By measuring the average velocity for powder charges on either side of your chosen load you can get an approximate answer. It’s important to not make the difference be too large from the load in question because the relationship between powder mass and velocity is not linear. And if you make the delta too small you lose your “signal” in the “noise”.
I did this measurement for two different powders for .223 loads. I was a bit surprised to find that for both powders the muzzle velocity sensitivity to powder mass was very close to the same and larger than I expected. For Varget it was 11.10 fps/0.1 grain and for CFE 223 it was 10.14 fps/0.1 grain.
What this means is that having powder masses +/- 0.1 grain can blow your entire muzzle velocity standard deviation budget!

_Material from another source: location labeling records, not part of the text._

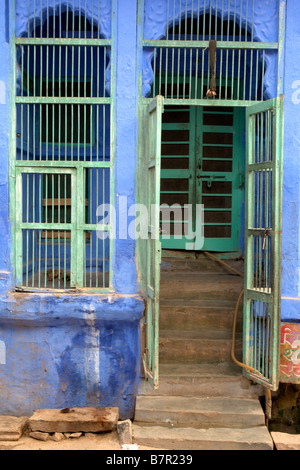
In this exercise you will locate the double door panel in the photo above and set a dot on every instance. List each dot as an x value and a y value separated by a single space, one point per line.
202 163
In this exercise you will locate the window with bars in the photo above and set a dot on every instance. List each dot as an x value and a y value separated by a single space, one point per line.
62 157
180 57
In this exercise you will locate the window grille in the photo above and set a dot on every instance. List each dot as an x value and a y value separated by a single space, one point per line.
61 147
182 61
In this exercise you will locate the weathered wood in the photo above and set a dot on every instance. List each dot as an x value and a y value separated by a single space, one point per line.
12 428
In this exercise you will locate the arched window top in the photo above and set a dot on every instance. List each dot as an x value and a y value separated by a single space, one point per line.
208 27
62 18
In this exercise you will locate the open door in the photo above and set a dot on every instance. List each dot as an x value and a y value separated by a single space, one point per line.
264 139
153 155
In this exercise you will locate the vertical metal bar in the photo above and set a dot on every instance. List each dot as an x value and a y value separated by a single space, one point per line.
46 231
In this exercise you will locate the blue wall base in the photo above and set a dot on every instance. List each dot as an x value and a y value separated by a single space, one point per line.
69 352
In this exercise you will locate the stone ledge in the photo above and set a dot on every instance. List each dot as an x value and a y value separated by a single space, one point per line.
86 419
285 441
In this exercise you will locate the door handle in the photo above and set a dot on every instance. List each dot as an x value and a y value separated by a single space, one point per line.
210 178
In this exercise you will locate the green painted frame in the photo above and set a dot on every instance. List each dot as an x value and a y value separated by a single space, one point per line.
263 244
17 167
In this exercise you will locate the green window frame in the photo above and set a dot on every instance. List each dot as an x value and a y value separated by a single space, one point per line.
67 243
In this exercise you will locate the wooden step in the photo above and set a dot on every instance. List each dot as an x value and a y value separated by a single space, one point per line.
185 346
253 438
202 380
200 286
191 315
199 412
201 265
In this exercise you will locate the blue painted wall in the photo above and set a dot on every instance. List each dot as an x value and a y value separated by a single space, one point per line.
85 350
74 350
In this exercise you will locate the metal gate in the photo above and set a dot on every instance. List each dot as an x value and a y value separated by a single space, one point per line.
263 241
153 145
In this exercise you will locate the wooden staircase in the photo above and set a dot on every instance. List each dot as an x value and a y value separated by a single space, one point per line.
203 401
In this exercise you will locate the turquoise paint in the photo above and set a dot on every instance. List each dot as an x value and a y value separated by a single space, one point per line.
81 350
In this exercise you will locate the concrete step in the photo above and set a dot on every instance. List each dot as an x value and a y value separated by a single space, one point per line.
190 315
253 438
200 286
186 346
202 380
201 265
199 412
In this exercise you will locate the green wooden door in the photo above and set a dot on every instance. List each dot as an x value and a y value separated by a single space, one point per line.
264 130
203 163
153 149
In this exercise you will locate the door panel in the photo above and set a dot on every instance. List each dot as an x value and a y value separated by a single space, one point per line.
177 172
203 163
153 152
218 186
264 131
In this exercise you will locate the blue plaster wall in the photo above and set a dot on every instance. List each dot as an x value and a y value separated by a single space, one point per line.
291 170
74 350
85 350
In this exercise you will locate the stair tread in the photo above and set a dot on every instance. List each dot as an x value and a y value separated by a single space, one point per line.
212 438
213 304
198 335
223 405
204 277
221 370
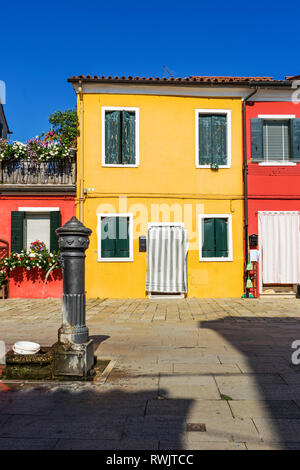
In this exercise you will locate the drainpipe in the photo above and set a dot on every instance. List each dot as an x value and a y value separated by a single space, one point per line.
245 178
81 163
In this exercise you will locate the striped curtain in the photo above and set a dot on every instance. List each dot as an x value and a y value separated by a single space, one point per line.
167 259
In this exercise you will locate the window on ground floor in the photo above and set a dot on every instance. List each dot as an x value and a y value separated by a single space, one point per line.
275 139
29 226
215 237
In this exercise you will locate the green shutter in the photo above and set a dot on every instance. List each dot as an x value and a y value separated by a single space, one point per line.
17 231
55 222
208 243
221 234
205 139
257 139
128 138
108 237
219 139
112 137
295 139
122 240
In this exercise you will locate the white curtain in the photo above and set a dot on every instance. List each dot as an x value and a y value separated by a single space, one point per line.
279 234
167 259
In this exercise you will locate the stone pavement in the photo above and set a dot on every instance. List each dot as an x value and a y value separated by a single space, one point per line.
221 363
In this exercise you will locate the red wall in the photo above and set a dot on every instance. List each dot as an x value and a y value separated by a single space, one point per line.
66 206
270 188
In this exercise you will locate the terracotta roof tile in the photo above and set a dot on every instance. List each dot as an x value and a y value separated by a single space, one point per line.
206 80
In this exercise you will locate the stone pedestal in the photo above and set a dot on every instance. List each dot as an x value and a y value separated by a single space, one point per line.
74 352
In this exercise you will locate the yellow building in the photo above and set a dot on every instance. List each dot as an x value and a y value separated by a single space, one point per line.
161 159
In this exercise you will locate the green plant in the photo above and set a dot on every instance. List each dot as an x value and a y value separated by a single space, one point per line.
214 166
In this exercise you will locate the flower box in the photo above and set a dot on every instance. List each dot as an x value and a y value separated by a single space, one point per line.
30 284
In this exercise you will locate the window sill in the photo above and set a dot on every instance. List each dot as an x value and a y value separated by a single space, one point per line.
277 163
114 260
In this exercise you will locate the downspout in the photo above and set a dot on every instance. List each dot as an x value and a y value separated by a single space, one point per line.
81 163
245 178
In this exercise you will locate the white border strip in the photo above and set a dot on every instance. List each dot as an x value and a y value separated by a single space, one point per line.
38 209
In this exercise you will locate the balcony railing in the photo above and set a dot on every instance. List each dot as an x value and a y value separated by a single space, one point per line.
51 173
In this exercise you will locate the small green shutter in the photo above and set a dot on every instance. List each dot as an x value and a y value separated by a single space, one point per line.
208 243
17 231
257 139
108 237
219 138
112 137
128 138
221 238
122 240
295 139
55 222
205 143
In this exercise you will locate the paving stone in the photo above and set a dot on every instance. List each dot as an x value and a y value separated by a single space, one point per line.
212 368
278 430
264 409
189 409
154 427
40 427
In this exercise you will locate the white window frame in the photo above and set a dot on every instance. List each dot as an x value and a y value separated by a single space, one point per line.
274 117
227 112
229 235
137 143
122 260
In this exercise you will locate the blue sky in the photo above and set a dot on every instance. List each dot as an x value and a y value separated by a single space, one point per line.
44 43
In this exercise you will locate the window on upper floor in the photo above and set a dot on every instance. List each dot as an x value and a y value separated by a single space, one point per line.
213 138
215 237
275 139
33 224
119 137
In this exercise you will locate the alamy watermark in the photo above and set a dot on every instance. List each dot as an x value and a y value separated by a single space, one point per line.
295 358
296 93
2 353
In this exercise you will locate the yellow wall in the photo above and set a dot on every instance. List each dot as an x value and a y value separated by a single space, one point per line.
167 174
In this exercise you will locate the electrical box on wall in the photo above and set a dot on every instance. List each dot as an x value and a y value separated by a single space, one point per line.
253 240
142 243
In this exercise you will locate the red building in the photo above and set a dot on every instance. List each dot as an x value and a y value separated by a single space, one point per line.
273 155
33 203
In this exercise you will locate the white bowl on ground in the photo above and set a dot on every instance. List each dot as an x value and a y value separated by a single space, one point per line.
26 347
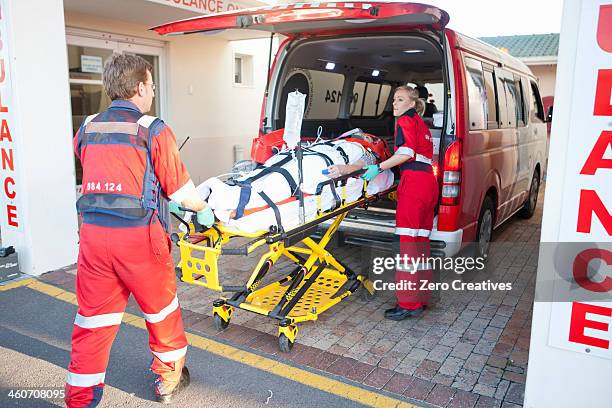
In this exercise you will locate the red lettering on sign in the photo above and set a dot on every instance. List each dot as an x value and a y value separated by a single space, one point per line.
11 215
3 108
596 157
579 322
7 159
603 105
604 28
5 133
589 204
581 264
9 194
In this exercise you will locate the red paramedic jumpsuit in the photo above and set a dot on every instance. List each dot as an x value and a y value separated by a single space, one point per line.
417 196
130 164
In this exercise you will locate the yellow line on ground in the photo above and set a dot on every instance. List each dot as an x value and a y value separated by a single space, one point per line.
314 380
16 284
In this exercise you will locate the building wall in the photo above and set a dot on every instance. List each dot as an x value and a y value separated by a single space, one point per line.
202 101
546 75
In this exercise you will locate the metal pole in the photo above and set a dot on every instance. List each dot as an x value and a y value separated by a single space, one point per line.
301 182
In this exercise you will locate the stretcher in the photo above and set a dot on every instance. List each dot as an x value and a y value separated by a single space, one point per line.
318 282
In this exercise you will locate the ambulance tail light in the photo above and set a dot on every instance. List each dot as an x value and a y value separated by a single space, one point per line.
451 178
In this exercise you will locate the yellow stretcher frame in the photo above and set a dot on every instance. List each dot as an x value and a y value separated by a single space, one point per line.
319 282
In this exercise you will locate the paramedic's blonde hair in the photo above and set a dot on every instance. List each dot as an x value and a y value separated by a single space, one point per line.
413 95
420 106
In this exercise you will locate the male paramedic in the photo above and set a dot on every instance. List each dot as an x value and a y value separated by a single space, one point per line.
131 165
417 195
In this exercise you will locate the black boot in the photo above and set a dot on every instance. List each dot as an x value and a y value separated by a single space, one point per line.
397 313
183 383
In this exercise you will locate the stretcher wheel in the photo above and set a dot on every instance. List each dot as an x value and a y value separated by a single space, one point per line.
284 343
220 324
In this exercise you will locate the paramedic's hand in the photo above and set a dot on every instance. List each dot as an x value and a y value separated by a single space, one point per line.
333 172
206 217
372 171
174 209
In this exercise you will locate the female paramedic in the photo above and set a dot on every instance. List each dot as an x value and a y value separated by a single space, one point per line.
417 195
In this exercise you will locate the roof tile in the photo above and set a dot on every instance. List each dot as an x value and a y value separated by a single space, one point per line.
520 46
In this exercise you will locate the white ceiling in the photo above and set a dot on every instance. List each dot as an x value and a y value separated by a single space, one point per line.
150 14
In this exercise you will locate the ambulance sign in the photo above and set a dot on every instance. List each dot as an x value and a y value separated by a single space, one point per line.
581 315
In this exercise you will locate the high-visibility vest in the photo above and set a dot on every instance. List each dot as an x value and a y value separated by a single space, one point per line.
118 175
422 152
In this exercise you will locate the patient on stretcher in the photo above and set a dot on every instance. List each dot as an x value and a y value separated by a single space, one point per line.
248 202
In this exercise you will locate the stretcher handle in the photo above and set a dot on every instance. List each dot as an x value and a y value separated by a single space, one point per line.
196 225
235 251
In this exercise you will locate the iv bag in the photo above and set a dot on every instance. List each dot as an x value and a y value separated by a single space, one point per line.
293 118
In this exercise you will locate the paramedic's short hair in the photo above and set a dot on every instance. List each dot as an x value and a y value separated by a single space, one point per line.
412 93
420 106
122 73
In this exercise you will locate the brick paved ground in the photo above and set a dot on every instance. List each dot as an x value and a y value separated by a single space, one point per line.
469 350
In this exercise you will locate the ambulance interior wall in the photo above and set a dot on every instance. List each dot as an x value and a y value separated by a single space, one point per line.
202 100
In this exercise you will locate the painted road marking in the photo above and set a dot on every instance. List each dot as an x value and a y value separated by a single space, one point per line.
314 380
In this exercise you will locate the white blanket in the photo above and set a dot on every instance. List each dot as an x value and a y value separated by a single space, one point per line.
224 198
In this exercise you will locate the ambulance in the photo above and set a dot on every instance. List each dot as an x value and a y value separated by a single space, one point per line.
483 106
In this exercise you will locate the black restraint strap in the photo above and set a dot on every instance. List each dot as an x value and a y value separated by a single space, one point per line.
274 208
245 196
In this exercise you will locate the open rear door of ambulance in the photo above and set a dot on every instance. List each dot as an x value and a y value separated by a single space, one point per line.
302 18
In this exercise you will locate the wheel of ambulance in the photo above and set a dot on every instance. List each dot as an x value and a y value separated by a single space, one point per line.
284 343
532 200
220 324
485 229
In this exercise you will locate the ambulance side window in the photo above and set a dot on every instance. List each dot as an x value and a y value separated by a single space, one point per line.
536 108
493 107
369 99
477 98
520 102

My electronic powder scale only has a resolution of +/- 0.1 grain. Furthermore, I have found that with extruded cylinder powders like Varget three kernels of the powder weigh about 0.1 grain. Hence, if you want to get muzzle velocity standard deviations with a relatively small powder charge into the range of 10 fps you must measure it down to, literally, one or two kernels of powder.
So, how do you do that?
What I did was set my electronic charge dispenser to output 0.1 grains less than my desired charge. I then add the one, two, or three additional kernels of powder and stop when the scale first indicates the correct charge. Using this technique I loaded 15 rounds and measured them with a doppler radar chronograph. I got a standard deviation of 12.5 fps. from a loading that has approximately 11.1 fps delta for each 0.1 grain of powder.
So… what I want to know, is how do factories output 100’s of thousands (millions?) of rounds of match ammo with standard deviations in the range of 10 fps?